Central bankers around the world undertook unprecedented measures in the wake of the 2007-2008 global financial crisis. The failure of governments and politicians to create demand and keep economies moving during that tumultuous period put the burden of avoiding a second Great Depression on central bankers' shoulders and demanded new and creative responses. Among those innovations was quantitative easing, the purchase of trillions of dollars of bonds and other assets to insert liquidity into markets. Those central bankers today must figure out how to end and reverse quantitative easing without triggering the effects they sought to avoid nearly a decade ago.

A day of reckoning is approaching.

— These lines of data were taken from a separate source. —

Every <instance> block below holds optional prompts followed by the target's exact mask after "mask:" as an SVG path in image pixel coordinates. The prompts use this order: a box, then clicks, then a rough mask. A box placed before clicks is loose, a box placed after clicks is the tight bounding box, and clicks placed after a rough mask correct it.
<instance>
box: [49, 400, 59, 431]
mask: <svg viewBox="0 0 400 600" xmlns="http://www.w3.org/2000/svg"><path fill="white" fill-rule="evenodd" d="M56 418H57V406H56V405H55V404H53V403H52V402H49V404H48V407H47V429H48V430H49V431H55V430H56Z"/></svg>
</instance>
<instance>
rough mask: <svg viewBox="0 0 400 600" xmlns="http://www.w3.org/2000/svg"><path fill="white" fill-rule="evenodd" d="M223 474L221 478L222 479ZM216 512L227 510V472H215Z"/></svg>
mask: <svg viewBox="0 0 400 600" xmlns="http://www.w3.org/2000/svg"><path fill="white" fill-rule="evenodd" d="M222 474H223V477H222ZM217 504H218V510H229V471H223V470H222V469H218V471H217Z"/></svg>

Last week, the Federal Reserve announced that it is ready to end its quantitative easing program. That conclusion is based on an assessment that the U.S. economy is strong enough to stand on its own two feet without central bank assistance. The return of slow but steady growth and lower unemployment rates suggests the Fed's analysis is correct. What is not clear, however, is how markets will react to the decision to shed trillions of dollars of assets.

The Fed launched its quantitative easing program in 2008 after determining that traditional instruments to influence demand — lowering bank lending rates — would have little effect in a world in which there was no appetite for borrowing. Instead, the Fed opted to create demand by purchasing an estimated $3.5 trillion of Treasury bonds and mortgage-backed securities. By buying assets, the Fed eliminated the need for sellers to offer high interest rates to attract buyers, which would have raised interest rates throughout the economy and made recovery harder still.